「ブラッド・ピット主演の本格SF映画」と聞くとそれだけで面白さが約束されてそうですが、その予想に反してかなり厳しい評価で終わった「アド・アストラ」。
この前評判を知った上で「いったいどれだけつまらないんだろう……」と覚悟を決めて観たんですが、その結果は……そこまで酷評されるほどか?というのが正直な印象でした。
おそらく多くの人が壮大なアドベンチャーを期待して観たんでしょうが、そのイメージを一旦置いて、一人の男のロードムービーとして受け止めたら印象が変わるんじゃないかな、と思いました。詳しくレビューします。
「アド・アストラ」あらすじ
2019年 アメリカ
監督:ジェームズ・グレイ
キャスト:ブラッド・ピット、トミー・リー・ジョーンズ、ドナルド・サザーランド、リヴ・タイラー、ルース・ネッガ
伝説的な宇宙飛行士クリフォード・マクブライドの探査船が海王星付近で消息を絶ってから16年後。クリフォードの息子ロイ・マクブライドは父のように宇宙飛行士になったが、仕事だけを見つめるあまり他者に心を開けずにいた。

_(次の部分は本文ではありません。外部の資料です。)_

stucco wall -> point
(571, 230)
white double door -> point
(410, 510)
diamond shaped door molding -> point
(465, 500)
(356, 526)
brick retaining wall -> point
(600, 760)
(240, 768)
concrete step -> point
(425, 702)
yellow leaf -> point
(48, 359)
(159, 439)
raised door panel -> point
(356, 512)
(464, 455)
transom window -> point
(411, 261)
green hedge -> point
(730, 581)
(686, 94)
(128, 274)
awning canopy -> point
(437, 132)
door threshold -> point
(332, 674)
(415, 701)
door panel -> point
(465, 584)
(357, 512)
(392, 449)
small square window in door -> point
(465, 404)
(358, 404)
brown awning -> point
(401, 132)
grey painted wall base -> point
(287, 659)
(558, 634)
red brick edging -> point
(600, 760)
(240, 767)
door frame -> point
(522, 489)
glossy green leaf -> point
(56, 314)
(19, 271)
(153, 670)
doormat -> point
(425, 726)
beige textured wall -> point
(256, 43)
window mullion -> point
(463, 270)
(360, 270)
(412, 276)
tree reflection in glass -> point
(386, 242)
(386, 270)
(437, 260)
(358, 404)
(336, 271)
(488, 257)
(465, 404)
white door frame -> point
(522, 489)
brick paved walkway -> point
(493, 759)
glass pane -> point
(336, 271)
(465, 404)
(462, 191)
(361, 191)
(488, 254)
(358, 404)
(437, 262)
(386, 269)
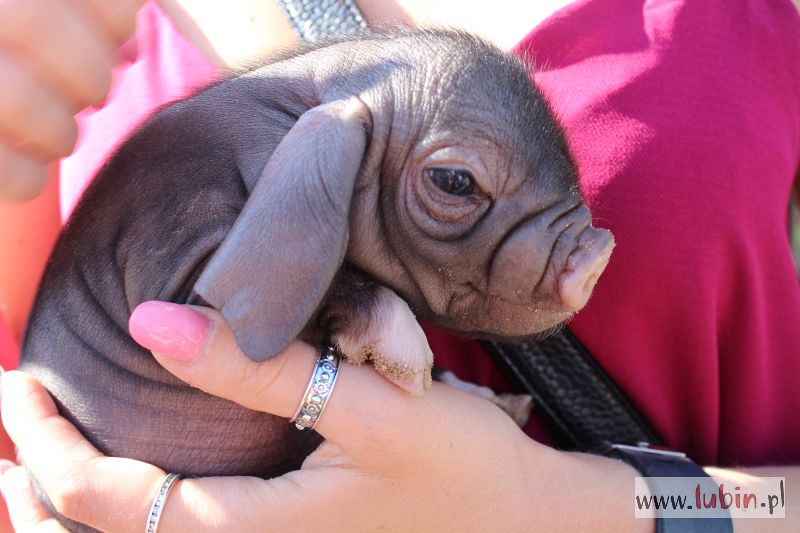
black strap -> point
(576, 400)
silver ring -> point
(319, 389)
(158, 502)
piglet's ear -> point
(274, 267)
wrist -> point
(583, 492)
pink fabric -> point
(158, 66)
(683, 117)
(9, 351)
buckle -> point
(640, 447)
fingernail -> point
(170, 329)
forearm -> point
(584, 493)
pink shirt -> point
(684, 118)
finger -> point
(32, 119)
(82, 484)
(24, 508)
(21, 177)
(63, 46)
(362, 408)
(118, 17)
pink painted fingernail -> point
(170, 329)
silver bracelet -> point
(319, 389)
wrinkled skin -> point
(298, 198)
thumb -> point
(197, 345)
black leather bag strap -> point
(576, 400)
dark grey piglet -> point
(343, 190)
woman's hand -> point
(56, 58)
(447, 461)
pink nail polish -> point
(170, 329)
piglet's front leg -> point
(370, 323)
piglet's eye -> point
(456, 182)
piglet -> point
(346, 190)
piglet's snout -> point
(583, 266)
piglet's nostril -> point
(584, 266)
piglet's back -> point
(144, 230)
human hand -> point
(446, 461)
(56, 59)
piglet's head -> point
(429, 161)
(484, 227)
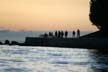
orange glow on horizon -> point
(45, 15)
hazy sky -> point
(41, 15)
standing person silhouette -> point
(78, 33)
(66, 34)
(73, 34)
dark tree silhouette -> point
(99, 14)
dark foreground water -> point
(48, 59)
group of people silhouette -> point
(63, 34)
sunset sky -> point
(45, 15)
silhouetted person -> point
(99, 14)
(59, 34)
(73, 34)
(78, 33)
(66, 34)
(62, 34)
(7, 42)
(45, 35)
(51, 34)
(56, 34)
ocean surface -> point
(51, 59)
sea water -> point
(51, 59)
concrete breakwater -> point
(67, 42)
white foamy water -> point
(48, 59)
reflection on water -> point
(47, 59)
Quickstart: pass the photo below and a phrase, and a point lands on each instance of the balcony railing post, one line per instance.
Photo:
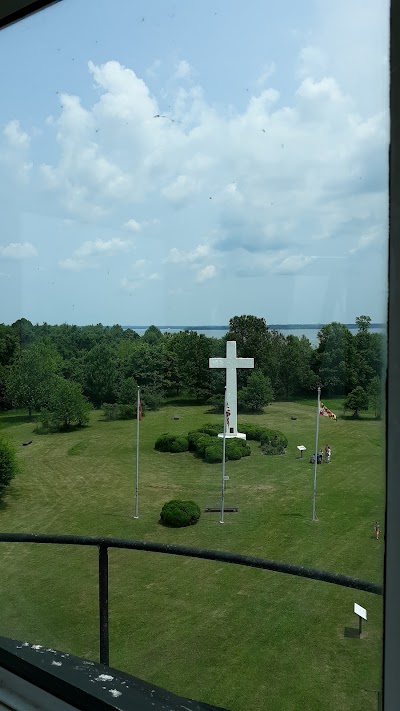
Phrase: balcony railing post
(103, 605)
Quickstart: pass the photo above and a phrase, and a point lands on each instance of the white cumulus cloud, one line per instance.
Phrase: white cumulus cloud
(132, 225)
(18, 250)
(99, 246)
(177, 256)
(74, 265)
(208, 272)
(15, 135)
(183, 69)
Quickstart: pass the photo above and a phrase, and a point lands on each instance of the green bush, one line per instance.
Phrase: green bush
(269, 449)
(177, 513)
(180, 444)
(204, 444)
(211, 429)
(126, 412)
(275, 438)
(171, 443)
(164, 442)
(237, 448)
(118, 411)
(8, 464)
(252, 432)
(213, 454)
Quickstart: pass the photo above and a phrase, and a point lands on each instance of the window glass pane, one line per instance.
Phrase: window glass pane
(175, 177)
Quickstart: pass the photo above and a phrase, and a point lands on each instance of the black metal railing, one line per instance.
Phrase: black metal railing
(103, 544)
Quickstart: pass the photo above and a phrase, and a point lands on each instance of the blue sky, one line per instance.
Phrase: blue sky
(176, 163)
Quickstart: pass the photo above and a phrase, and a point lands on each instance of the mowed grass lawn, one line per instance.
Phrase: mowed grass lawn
(227, 635)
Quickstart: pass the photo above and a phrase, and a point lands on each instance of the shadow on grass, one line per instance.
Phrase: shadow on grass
(17, 419)
(351, 632)
(62, 430)
(360, 418)
(13, 492)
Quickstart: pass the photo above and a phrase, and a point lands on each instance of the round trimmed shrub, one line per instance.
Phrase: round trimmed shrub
(213, 454)
(164, 442)
(211, 429)
(275, 438)
(269, 449)
(252, 431)
(202, 442)
(180, 444)
(177, 513)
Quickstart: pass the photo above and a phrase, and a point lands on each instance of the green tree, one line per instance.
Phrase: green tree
(8, 464)
(67, 406)
(356, 400)
(192, 352)
(294, 367)
(251, 336)
(31, 376)
(126, 391)
(375, 394)
(335, 360)
(100, 374)
(257, 394)
(152, 335)
(24, 332)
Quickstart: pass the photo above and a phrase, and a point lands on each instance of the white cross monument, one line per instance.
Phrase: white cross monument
(231, 363)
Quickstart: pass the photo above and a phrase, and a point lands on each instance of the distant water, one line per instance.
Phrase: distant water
(310, 333)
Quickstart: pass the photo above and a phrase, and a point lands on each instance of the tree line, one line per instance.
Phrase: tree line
(63, 370)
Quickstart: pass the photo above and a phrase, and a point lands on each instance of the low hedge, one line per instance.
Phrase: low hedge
(253, 432)
(235, 449)
(177, 513)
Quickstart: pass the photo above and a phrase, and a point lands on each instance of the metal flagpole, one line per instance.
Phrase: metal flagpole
(137, 457)
(316, 454)
(223, 463)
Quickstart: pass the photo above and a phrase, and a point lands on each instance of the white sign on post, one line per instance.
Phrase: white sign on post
(360, 611)
(301, 449)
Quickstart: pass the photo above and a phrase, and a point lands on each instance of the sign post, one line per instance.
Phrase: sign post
(301, 449)
(361, 614)
(316, 457)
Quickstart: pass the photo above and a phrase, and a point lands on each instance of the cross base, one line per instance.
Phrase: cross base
(233, 435)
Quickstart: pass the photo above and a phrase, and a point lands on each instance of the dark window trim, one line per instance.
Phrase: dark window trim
(15, 10)
(391, 677)
(12, 11)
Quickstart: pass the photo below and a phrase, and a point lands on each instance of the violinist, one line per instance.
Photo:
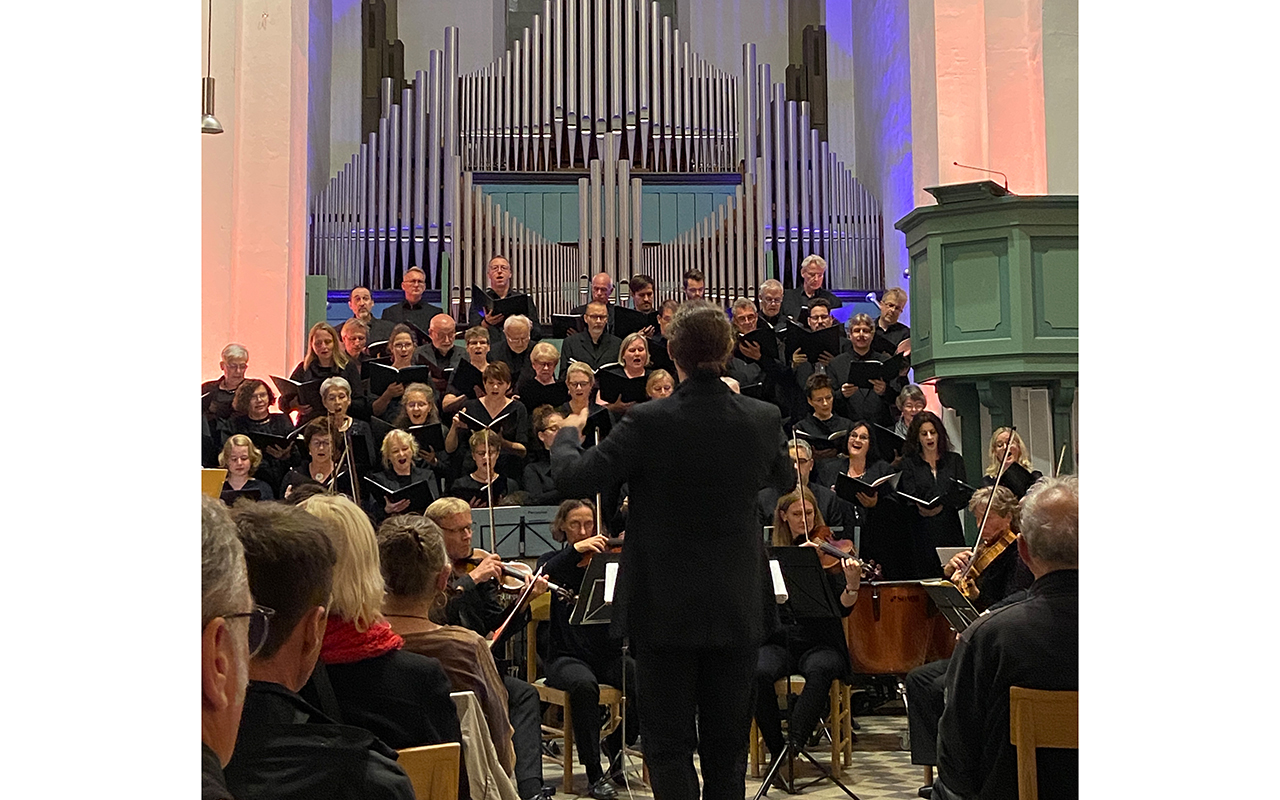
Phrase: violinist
(474, 603)
(581, 657)
(813, 648)
(1002, 577)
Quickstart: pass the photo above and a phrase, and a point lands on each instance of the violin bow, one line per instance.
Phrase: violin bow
(1000, 472)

そんな彼に、軍上層部から「父親がまだ生きており、その探査船から送られてくるサージ電流によって地球に甚大な被害が起きている」という極秘情報が語られる。
優秀な飛行士でありクリフォードの息子でもある立場を見込まれたロイは、事態解決のためにクリフォードへのコンタクトを試みることになるが……
「アド・アストラ」感想
"ロードムービー"として観ると面白い
「インターステラー」のような壮大なハードSF映画と比べたら、この「アド・アストラ」は確かにあっさり気味な作品でしょう。
あんだけスケールの大きそうなポスターとキャッチコピーを掲げておいて、いざ蓋を開けたらストーリーのメインは「ロイが周りに心を閉ざしながら一人で葛藤し続ける心理」ですから。ウジウジした地味な話に思えてしまうのも分かります。
一応「クリフォードの探査船から飛ばされてくる謎のサージ電流で地球が危機」という設定でスケールの大きさを出してはいますが、それでもそのトラブル自体は後半であっさり解決するし、クリフォードも別に「狂気にとらわれて意図的に地球を滅ぼそうとしていた」とかではないので、サスペンスやスリラー的な要素もゼロ。
ストーリーの本筋にハラハラする要素がないので、どうしても薄味に感じてしまいますよね。
なので、アドベンチャー映画として観ると間違いなく「なんじゃこりゃ!」な作品なんですが、そうではなくこれをロイという一人の男のロードムービーだと思って観ると、作り手の狙いが分かる気がします。
父を「消息不明」という手ごたえのないかたちで亡くして周囲に心を閉ざし続け、父親の影にとらわれて後を追うように宇宙飛行士になっても孤独に生きてきたロイが、「父が生きている」という事実を知って彼のもとに向かう。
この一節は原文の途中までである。